蘇暮卿又回到了荒涼的忘憂殿,離去時的食盒與剩餘的佳肴都還散落在一邊,她當即將它們全部扔進了池水中,而食盒則成了她生火的材料,油漆過的食盒丟在火堆裏燒得很旺,隻是飄出了刺鼻的氣味,好在這忘憂殿樹枝茂密,雜草叢生,幽幽的清香便是漸漸的將它給衝淡了。


    夜裏,兩人也並未宿於殿內,而是在殿外搭起了一個小帳篷,倒不是她們不會享用殿內的雕花木床,而是不想留下更多的影跡,灰塵依舊讓它積著,踏入過的腳印則是用撣子輕輕的撣勻。


    一切就像是忘憂殿不曾有人來過。


    日複一日,夜夜琴聲不斷,想來夜裏該是有許多人聽見了,隻是蘇暮卿發現始終不曾有人靠近這兒。


    難道當真是要讓她出去嗎?


    這忘憂殿究竟是怎樣的存在,讓宮中的人望而生畏,明明知道這兒有異像,卻不敢來。


    滿腹疑竇卻是無從詢問,沐容塵已經好多天不曾來了,每日前來送餐的是一名不知名的侍衛,而她是絕對不會詢問他。


    這一夜,蘇暮卿又像往常一樣,坐在高高的台階上,聽著身後小燕彈琴,一曲音了,便是終止。


    難道皇宮裏的人當真是一個都不好奇嗎?


    這樂曲可是關係到她們心心念念掛記著的東西。


    忽而,一陣風過,拂過的清香讓蘇暮卿當即猜出是誰來了。


    夏侯東不等蘇暮卿張口說話,就開口言語:“有人鬼鬼祟祟的往這兒來了,你們快些藏起來。”

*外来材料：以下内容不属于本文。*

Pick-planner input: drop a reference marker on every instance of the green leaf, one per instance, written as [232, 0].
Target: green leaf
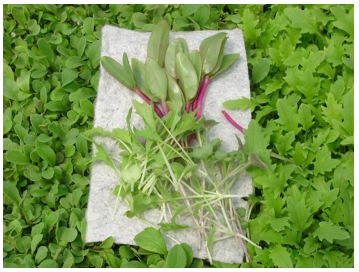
[227, 61]
[17, 157]
[196, 61]
[156, 79]
[41, 254]
[345, 21]
[68, 75]
[131, 173]
[302, 19]
[176, 257]
[260, 70]
[158, 42]
[10, 89]
[139, 76]
[210, 49]
[280, 257]
[116, 70]
[46, 153]
[74, 62]
[35, 241]
[151, 240]
[23, 244]
[12, 192]
[330, 232]
[48, 263]
[7, 124]
[187, 76]
[324, 162]
[175, 46]
[66, 234]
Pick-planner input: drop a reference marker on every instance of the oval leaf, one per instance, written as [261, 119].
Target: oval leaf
[138, 69]
[17, 157]
[187, 76]
[151, 239]
[116, 70]
[158, 42]
[156, 79]
[260, 70]
[46, 153]
[226, 63]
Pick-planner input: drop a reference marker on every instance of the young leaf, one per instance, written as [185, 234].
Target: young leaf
[156, 79]
[210, 49]
[187, 76]
[158, 42]
[176, 257]
[196, 61]
[260, 70]
[151, 239]
[227, 61]
[138, 69]
[116, 70]
[174, 94]
[175, 46]
[330, 232]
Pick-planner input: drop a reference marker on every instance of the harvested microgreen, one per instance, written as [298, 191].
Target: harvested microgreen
[158, 167]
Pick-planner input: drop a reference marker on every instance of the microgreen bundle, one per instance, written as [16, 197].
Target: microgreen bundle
[158, 166]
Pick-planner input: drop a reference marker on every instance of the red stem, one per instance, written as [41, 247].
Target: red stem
[232, 122]
[148, 101]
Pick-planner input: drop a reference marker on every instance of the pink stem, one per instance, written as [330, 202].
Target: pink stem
[164, 107]
[232, 122]
[148, 101]
[200, 96]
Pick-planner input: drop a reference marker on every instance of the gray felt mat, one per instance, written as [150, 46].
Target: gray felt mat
[112, 104]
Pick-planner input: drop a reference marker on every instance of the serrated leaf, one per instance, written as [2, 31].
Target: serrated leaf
[330, 232]
[280, 256]
[260, 70]
[17, 157]
[151, 239]
[324, 162]
[176, 257]
[116, 70]
[46, 153]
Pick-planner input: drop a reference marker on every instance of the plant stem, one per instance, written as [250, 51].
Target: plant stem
[200, 95]
[232, 122]
[149, 101]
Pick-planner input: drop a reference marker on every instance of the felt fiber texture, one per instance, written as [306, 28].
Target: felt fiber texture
[112, 104]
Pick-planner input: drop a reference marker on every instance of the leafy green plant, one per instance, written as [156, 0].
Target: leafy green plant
[158, 166]
[301, 104]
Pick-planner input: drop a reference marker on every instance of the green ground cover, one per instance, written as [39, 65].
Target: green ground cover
[301, 63]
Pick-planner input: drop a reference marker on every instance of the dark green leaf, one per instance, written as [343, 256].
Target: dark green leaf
[152, 240]
[116, 70]
[17, 157]
[260, 70]
[176, 257]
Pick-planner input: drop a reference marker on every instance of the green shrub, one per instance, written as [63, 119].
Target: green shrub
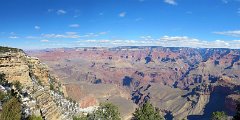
[11, 110]
[147, 112]
[34, 117]
[219, 116]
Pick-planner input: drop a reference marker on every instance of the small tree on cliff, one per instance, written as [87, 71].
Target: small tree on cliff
[147, 112]
[237, 116]
[219, 116]
[11, 110]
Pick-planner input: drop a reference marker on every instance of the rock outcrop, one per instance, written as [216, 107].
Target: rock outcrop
[40, 95]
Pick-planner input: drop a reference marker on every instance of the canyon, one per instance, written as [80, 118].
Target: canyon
[184, 83]
[188, 83]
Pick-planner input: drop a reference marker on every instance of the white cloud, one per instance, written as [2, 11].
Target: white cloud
[122, 14]
[13, 37]
[171, 2]
[60, 36]
[238, 11]
[165, 41]
[37, 27]
[235, 33]
[74, 25]
[102, 33]
[45, 40]
[61, 12]
[50, 10]
[31, 37]
[138, 19]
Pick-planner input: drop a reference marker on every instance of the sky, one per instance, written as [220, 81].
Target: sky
[40, 24]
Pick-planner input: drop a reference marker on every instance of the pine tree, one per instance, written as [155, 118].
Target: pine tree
[11, 110]
[237, 115]
[219, 116]
[147, 112]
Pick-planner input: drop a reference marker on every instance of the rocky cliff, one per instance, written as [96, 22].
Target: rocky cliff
[186, 82]
[41, 94]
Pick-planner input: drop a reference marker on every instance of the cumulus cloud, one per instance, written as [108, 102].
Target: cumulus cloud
[60, 36]
[225, 1]
[102, 33]
[165, 41]
[61, 12]
[45, 40]
[74, 25]
[171, 2]
[122, 14]
[235, 33]
[73, 35]
[13, 37]
[37, 27]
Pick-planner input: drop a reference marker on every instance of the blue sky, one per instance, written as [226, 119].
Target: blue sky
[37, 24]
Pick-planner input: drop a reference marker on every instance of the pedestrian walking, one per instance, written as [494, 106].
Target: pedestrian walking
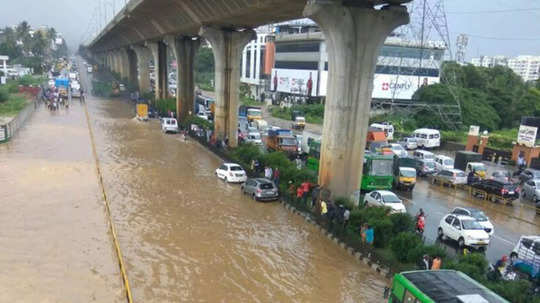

    他的話還未說完,蘇暮卿卻已然明白,她有時候想若得反應慢一點的人。是不是得等到他說完話才行,要是這話長一點,沒準兒外頭的人已經來了。


    她當下與小燕將忘憂殿裏的東西收拾了下,隻留得一囊古琴放在涼亭裏。


    她們隨夏侯東隱藏在茂密的枝葉中,風過時,吹得樹葉簌簌作響。卻也掩蓋了她們細小的動作與聲音。


    今夜月明星稀,皎潔的月光灑落在院子裏,使得她們透過枝葉將殿裏的一切都看得清清楚楚。


    這時,一陣沉悶的聲音響起,是那沉重的殿門讓人推開了開來。


    緊而細碎的腳步聲傳來,接著便是兩道人影出現在她們的眼前。走在前頭的女子顯然膽子大得很,她掃視了眼周圍的動靜。視線最後落在亭內的琴上。


    “娘娘!”身側提著八角宮燈的宮女顯然在見得那古琴時,身子輕顫了下,“我們還是快些回去。”


    然而那女子好似沒有聽到宮女的話一般,徑直的走到涼亭裏,她垂眸望著古琴,眸色微閃。


    “出來!”威嚴的聲音從她口中溢出。陡然讓身旁的宮女嚇了一跳,這兒明明沒有人。


    蘇暮卿多少明白此人正是她的姑姑蘇連英,有關於她的記憶很模糊。而現在這樣子若得從你外貌上看幾乎是認不出來。


    風輕輕吹著,帶來夏日的氣息,暖暖的。


    蘇連英站在亭子裏一臉陰沉的掃視著忘憂殿,好久又掀唇而語:“既然你用琴音喚我現身,怎得我出來了,你卻躲了起來。”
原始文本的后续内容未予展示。